Sin embargo, la postura dialogante no fue compartida por Mike Waltz, embajador estadounidense ante la ONU, quien justificó los ataques para asegurar que el régimen iraní «nunca pueda amenazar al mundo con un arma nuclear». Waltz lamentó la «falta de voluntad iraní» para la diplomacia, enfatizando que «la diplomacia no puede tener éxito cuando no hay un socio real para la paz». El embajador argumentó que Irán había «rechazado todas las oportunidades ofrecidas» y responsabilizó a Teherán de «amenazar a aliados regionales» y de «poner en peligro la seguridad del transporte marítimo internacional».

En un desarrollo paralelo a la sesión del Consejo de Seguridad, el presidente estadounidense, Donald Trump, afirmó en redes sociales que el líder supremo iraní, el ayatolá Ali Jameneí, había fallecido en los ataques sobre la república islámica. Trump describió al jefe de estado iraní como «una de las personas más malvadas de la historia» y consideró su supuesta muerte como «la mayor oportunidad para que el pueblo iraní recupere su país».

Por su parte, el embajador de Irán, Amir-Saeid Iravani, reaccionó con firmeza durante el Consejo, calificando los ataques de EE. UU. e Israel como «un crimen de guerra y un crimen contra la humanidad», debido a la muerte de civiles inocentes, incluyendo cientos de niños. Iravani defendió el derecho de su país a la autodefensa «hasta que la agresión termine», subrayando que Irán no atacó la soberanía ni los intereses de países vecinos, como los del Golfo Pérsico, sino bases estadounidenses en represalia.

La posición israelí, representada por su embajador ante la ONU, Danny Danon, sostuvo que la vía diplomática «ya se ha agotado». Danon afirmó que «el pueblo iraní no es nuestro enemigo, la operación es contra el régimen» de los ayatolás, al que tildó de «radical y extremista» por «haber ignorado compromisos internacionales, desarrollado misiles balísticos y apoyado grupos que desestabilizan la región».

Rusia, por su parte, condenó los ataques contra Irán como «infundados y no provocados». Su embajador, Vassily Nebenzia, defendió que Teherán ha manifestado «sistemáticamente» no tener planes de adquirir armas nucleares y estar «cumpliendo sus obligaciones» bajo el Tratado de No Proliferación Nuclear (TNP).
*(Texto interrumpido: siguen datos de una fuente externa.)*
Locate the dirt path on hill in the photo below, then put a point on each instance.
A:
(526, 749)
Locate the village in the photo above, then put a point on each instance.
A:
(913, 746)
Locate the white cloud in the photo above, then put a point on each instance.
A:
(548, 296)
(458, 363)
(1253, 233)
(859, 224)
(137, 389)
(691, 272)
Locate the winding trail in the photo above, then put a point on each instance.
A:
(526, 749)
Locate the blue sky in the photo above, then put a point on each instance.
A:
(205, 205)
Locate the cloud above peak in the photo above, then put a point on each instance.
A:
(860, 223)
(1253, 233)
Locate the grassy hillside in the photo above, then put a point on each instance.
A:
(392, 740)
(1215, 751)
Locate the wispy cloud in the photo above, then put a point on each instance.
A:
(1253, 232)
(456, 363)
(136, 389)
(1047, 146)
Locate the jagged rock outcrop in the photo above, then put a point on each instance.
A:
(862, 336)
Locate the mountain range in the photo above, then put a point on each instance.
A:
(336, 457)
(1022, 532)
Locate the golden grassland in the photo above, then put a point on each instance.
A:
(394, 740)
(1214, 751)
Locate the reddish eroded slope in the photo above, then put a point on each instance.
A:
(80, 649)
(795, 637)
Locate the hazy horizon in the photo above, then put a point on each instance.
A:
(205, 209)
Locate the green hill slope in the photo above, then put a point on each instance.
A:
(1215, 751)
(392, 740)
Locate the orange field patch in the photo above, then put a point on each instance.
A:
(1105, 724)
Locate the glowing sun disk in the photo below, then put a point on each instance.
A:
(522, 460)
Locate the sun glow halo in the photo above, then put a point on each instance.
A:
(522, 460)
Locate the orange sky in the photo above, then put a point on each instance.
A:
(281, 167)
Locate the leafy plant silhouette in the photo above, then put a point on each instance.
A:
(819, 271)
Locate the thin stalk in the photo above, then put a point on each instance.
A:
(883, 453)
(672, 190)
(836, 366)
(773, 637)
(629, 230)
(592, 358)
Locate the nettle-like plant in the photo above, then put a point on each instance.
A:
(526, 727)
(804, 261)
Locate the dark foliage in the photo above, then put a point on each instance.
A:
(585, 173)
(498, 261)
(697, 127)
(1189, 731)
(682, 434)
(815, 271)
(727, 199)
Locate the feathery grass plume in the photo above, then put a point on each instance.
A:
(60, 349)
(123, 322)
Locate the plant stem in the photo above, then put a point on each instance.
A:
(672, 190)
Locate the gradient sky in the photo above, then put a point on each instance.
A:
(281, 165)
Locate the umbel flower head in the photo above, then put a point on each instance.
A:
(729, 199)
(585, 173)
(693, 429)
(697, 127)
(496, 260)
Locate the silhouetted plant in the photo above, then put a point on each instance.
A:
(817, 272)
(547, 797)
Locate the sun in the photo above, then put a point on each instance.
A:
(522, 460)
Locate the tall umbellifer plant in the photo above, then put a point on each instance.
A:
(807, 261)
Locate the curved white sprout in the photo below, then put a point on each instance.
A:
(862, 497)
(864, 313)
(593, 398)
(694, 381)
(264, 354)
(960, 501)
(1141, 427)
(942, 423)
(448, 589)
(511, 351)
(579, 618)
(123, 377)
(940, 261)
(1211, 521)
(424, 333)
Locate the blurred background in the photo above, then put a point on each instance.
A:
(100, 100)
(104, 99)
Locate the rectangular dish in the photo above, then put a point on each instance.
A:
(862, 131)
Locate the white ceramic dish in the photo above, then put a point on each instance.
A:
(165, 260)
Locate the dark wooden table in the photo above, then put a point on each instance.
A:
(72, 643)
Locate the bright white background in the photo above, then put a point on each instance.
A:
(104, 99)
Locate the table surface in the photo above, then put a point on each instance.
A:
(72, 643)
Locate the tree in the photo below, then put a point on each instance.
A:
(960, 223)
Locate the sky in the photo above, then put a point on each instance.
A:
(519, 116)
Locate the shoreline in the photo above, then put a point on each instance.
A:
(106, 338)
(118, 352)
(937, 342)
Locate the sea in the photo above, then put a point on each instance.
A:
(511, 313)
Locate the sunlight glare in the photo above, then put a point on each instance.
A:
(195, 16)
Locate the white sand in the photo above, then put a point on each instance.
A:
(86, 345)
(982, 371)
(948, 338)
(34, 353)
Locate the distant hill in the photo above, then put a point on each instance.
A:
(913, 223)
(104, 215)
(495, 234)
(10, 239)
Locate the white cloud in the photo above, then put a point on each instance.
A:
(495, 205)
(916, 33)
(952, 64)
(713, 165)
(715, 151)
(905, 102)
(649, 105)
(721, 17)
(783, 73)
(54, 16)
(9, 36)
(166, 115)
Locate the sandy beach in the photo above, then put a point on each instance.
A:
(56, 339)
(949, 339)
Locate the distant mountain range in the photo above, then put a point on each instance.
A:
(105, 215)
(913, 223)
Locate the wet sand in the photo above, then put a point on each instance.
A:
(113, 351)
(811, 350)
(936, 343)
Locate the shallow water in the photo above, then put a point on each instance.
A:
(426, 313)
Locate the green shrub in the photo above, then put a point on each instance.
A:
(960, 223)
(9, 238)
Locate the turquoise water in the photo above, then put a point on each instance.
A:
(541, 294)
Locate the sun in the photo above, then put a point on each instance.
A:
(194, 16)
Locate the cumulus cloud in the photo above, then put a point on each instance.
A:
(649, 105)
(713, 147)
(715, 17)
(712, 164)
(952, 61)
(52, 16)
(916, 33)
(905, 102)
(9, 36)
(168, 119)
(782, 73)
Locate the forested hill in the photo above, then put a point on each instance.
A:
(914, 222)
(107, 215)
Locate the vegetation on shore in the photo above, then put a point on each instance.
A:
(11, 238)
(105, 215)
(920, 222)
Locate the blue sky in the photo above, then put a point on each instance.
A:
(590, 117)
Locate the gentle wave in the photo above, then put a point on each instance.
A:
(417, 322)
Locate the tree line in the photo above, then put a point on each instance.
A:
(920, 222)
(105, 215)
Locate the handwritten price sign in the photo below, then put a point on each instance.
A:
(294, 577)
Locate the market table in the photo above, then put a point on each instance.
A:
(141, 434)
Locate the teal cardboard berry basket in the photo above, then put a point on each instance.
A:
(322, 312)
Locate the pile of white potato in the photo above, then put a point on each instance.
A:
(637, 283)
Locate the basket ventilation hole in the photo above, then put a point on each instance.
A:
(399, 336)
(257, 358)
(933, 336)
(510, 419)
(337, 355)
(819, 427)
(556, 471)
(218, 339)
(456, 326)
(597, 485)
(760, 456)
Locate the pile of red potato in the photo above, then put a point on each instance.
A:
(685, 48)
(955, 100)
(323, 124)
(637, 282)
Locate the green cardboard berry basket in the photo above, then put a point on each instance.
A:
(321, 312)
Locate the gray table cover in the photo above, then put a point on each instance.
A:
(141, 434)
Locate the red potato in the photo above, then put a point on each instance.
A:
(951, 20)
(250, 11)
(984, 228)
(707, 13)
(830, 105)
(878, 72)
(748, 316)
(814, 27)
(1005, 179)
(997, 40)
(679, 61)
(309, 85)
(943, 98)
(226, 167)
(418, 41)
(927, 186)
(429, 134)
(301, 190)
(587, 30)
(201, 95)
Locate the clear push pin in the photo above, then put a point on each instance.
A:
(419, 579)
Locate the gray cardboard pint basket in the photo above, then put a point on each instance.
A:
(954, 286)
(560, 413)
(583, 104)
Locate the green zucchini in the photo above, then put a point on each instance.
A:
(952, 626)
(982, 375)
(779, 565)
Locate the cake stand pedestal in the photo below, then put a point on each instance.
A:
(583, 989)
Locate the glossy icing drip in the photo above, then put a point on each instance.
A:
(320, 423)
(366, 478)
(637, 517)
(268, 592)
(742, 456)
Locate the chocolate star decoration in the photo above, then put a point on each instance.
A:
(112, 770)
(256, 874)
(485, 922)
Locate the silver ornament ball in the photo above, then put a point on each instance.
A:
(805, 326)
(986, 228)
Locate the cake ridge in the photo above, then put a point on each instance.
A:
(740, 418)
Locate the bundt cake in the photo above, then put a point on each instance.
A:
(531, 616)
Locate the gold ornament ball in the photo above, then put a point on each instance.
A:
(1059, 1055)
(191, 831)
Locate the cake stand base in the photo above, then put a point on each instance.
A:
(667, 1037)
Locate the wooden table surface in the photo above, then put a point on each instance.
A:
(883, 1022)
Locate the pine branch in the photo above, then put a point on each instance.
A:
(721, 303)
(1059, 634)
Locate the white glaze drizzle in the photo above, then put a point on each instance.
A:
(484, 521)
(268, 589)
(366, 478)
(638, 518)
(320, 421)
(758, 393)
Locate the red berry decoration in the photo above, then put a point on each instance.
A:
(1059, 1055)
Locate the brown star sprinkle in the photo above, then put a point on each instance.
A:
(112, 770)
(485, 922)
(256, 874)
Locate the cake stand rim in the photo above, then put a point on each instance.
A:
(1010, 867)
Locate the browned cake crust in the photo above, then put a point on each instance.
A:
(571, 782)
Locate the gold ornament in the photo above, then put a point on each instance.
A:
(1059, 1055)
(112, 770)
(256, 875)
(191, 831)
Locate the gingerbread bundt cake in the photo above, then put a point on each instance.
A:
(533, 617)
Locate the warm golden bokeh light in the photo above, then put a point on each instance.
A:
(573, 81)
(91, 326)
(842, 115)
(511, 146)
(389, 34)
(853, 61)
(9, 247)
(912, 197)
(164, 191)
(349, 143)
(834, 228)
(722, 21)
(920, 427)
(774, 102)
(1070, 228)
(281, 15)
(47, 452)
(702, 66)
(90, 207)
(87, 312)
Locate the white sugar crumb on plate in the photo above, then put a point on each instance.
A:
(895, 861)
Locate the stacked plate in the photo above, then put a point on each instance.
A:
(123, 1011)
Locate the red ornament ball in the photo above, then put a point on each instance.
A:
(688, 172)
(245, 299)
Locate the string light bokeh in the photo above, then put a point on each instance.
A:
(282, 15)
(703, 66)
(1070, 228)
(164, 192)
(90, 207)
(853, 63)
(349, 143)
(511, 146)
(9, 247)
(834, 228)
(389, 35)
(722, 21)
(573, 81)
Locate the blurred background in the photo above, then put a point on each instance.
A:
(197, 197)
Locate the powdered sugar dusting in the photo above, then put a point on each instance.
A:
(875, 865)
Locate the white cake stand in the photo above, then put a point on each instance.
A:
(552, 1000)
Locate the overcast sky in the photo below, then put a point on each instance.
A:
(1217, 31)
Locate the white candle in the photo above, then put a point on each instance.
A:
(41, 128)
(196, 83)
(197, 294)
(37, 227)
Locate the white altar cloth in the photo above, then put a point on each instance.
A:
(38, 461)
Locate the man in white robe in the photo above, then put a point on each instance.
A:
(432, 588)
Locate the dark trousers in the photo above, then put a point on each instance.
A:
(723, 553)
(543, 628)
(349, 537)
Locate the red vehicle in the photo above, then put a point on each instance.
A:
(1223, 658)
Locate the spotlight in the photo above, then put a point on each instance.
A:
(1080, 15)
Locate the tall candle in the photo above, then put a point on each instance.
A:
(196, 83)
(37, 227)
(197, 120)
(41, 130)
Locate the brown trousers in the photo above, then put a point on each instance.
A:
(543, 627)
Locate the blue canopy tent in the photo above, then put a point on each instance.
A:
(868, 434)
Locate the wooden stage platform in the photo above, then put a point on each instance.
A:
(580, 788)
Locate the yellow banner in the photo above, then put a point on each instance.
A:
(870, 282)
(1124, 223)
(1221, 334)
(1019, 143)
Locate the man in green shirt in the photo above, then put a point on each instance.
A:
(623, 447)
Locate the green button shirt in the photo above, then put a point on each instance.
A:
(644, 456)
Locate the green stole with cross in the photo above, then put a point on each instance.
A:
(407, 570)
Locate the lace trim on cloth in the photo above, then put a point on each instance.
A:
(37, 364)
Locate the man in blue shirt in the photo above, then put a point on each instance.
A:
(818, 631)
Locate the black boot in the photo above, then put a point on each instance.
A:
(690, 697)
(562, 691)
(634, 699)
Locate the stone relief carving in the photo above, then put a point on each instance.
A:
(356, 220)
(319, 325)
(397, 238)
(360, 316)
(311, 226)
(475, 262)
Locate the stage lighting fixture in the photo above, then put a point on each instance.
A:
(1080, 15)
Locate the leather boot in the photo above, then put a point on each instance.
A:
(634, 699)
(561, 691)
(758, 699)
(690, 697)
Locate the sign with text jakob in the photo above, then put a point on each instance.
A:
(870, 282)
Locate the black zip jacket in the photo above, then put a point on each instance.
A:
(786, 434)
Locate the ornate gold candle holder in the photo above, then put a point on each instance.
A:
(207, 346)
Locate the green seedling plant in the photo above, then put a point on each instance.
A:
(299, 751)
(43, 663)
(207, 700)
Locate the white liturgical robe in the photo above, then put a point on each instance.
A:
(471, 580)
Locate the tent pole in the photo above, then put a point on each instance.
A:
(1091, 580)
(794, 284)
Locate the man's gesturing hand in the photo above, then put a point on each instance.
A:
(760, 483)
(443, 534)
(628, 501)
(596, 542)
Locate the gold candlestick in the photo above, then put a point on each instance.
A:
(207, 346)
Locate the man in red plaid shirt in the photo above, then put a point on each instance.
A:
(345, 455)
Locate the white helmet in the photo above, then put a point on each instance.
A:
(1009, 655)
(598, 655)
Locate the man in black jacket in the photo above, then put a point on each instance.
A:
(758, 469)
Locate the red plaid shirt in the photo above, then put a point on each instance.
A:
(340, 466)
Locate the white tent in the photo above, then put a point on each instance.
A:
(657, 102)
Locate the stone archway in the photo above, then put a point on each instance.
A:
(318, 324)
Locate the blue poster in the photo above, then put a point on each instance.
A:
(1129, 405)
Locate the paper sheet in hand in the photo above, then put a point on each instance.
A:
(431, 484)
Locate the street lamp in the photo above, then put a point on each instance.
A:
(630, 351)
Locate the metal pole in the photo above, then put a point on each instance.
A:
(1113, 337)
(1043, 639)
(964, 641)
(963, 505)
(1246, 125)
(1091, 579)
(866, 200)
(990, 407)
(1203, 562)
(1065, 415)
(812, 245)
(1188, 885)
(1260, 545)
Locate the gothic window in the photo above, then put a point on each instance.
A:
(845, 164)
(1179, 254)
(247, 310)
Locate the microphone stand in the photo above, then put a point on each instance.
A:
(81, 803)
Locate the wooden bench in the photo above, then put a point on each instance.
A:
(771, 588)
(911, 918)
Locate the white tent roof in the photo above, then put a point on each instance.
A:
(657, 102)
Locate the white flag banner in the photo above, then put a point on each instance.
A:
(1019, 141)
China también rechazó los ataques de EE. UU. e Israel, calificándolos de «descarados». Pekín, uno de los aliados más importantes de Teherán y su principal socio comercial —aglutinando cerca del 30 % de su comercio exterior total y el 90 % de sus exportaciones de petróleo—, expresó su «gran conmoción» por la ocurrencia de estos ataques en medio de un proceso de negociación diplomática.

Entre los países europeos, Francia y el Reino Unido adoptaron una postura de delicado equilibrio, condenando la escalada de Irán y criticando sus ataques contra países del Golfo Pérsico, pero enfatizando la necesidad de retomar las negociaciones nucleares para encontrar soluciones diplomáticas. Ambos países dejaron claro que no participaron en los ataques.

En esta misma línea, el representante permanente de Bahréin, Jamal Faris Al Rowaiei, calificó de «cobarde» la ofensiva de misiles lanzada por Irán contra instalaciones vitales y zonas residenciales en Bahréin y otros países del Golfo, advirtiendo que constituyen una amenaza «sin precedentes». Al Rowaiei afirmó que su país se reserva «el derecho a actuar» para proteger su territorio y a sus ciudadanos, «en coordinación con sus socios y aliados», ante cualquier agresión futura, y sentenció: «Un ataque a estos Estados es una amenaza para toda la región».